Implement cross-encoder reranker input length limit

edwinyyyu · edwinyyyu · commit eec97d462100 · 2025-12-09T16:02:59.000-08:00
Signed-off-by: Edwin Yu &lt;edwinyyyu@gmail.com&gt;
diff --git a/src/memmachine/common/reranker/cross_encoder_reranker.py b/src/memmachine/common/reranker/cross_encoder_reranker.py
@@ -5,6 +5,8 @@
 from pydantic import BaseModel, Field, InstanceOf
 from sentence_transformers import CrossEncoder
 
+from memmachine.common.utils import chunk_text, unflatten_like
+
 from .reranker import Reranker
 
 
@@ -15,6 +17,10 @@ class CrossEncoderRerankerParams(BaseModel):
         ...,
         description="The cross-encoder model to use for reranking",
     )
+    max_input_length: int | None = Field(
+        default=None,
+        description="Maximum input length for the model (in Unicode code points)",
+    )
 
 
 class CrossEncoderReranker(Reranker):
@@ -25,15 +31,38 @@ def __init__(self, params: CrossEncoderRerankerParams) -> None:
         super().__init__()
 
         self._cross_encoder = params.cross_encoder
+        self._max_input_length = params.max_input_length
 
     async def score(self, query: str, candidates: list[str]) -> list[float]:
         """Score candidates for a query using the cross-encoder."""
-        scores = [
+        query = query[: self._max_input_length] if self._max_input_length else query
+
+        candidates_chunks = [
+            chunk_text(candidate, self._max_input_length)

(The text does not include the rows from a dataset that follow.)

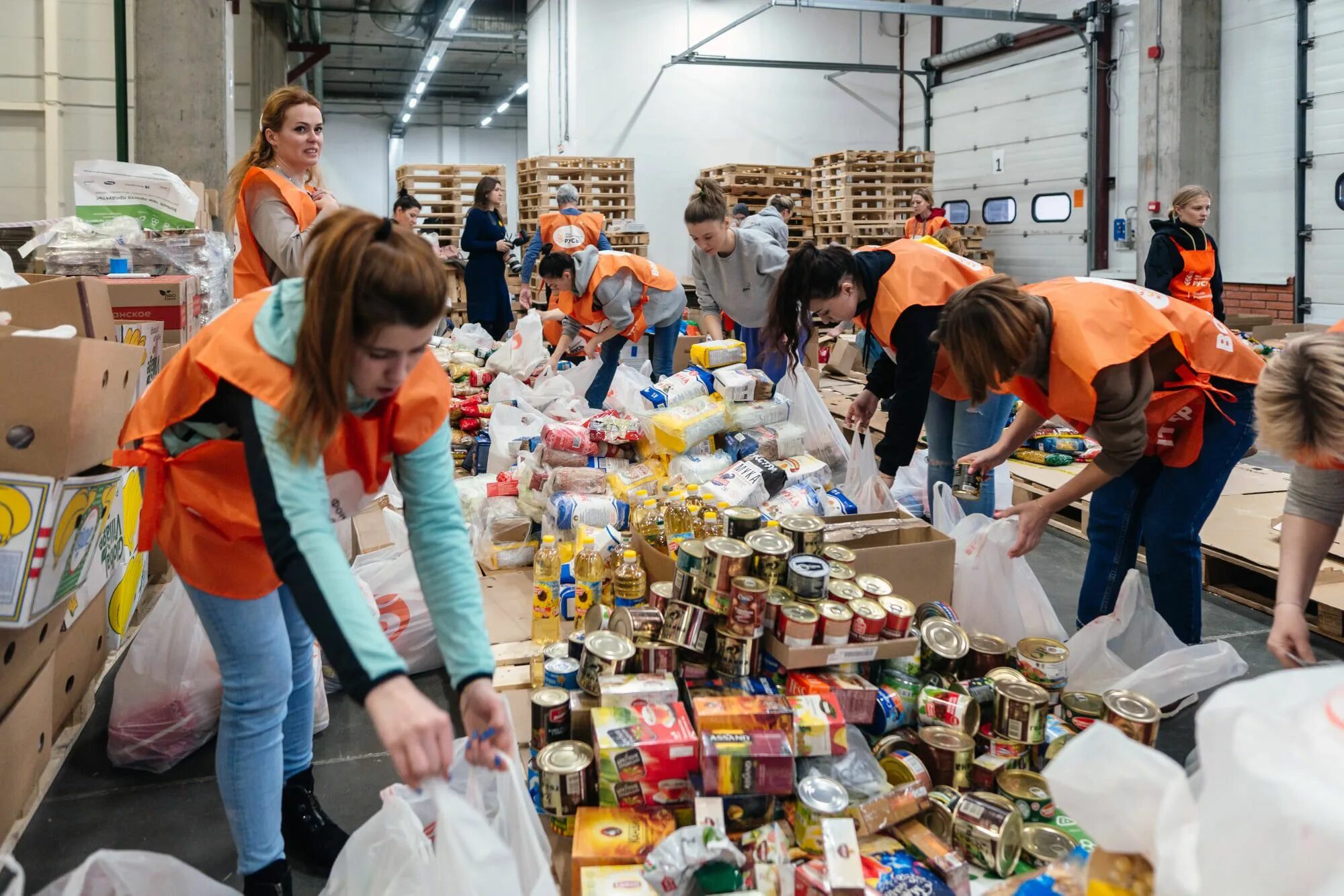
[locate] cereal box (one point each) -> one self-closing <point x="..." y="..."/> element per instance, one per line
<point x="646" y="756"/>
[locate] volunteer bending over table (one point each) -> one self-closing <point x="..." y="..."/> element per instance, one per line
<point x="1300" y="405"/>
<point x="284" y="413"/>
<point x="618" y="298"/>
<point x="897" y="295"/>
<point x="1163" y="386"/>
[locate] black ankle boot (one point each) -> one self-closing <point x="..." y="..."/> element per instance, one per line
<point x="311" y="838"/>
<point x="272" y="881"/>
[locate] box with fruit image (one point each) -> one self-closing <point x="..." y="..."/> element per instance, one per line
<point x="49" y="534"/>
<point x="644" y="757"/>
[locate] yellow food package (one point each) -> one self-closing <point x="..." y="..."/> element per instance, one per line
<point x="720" y="354"/>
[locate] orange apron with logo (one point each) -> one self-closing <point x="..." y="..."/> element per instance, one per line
<point x="200" y="506"/>
<point x="249" y="265"/>
<point x="1194" y="281"/>
<point x="921" y="275"/>
<point x="588" y="312"/>
<point x="1100" y="323"/>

+            if self._max_input_length
+            else [candidate]
+            for candidate in candidates
+        ]
+
+        chunks = [
+            chunk
+            for candidate_chunks in candidates_chunks
+            for chunk in candidate_chunks
+        ]
+
+        chunk_scores = [
             float(score)
             for score in await asyncio.to_thread(
                 self._cross_encoder.predict,
-                [(query, candidate) for candidate in candidates],
+                [(query, chunk) for chunk in chunks],
                 show_progress_bar=False,
             )
         ]
-        return scores
+
+        candidates_chunk_scores = unflatten_like(chunk_scores, candidates_chunks)
+
+        # Take the maximum score among chunks for each candidate.
+        return [
+            max(candidate_chunk_scores)
+            for candidate_chunk_scores in candidates_chunk_scores
+        ]
diff --git a/src/memmachine/common/utils.py b/src/memmachine/common/utils.py
@@ -49,6 +49,21 @@ async def wrapper(*args: P.args, **kwargs: P.kwargs) -> T:
     return wrapper
 
 
+def chunk_text(text: str, max_length: int) -> list[str]:
+    """
+    Chunk text into partitions not exceeding max_length.
+
+    Args:
+        text (str): The input text to chunk.
+        max_length (int): The maximum length of each chunk.
+
+    Returns:
+        list[str]: A list of text chunks.
+
+    """
+    return [text[i : i + max_length] for i in range(0, len(text), max_length)]
+
+
 def chunk_text_balanced(text: str, max_length: int) -> list[str]:
     """
     Chunk text into balanced partitions not exceeding max_length.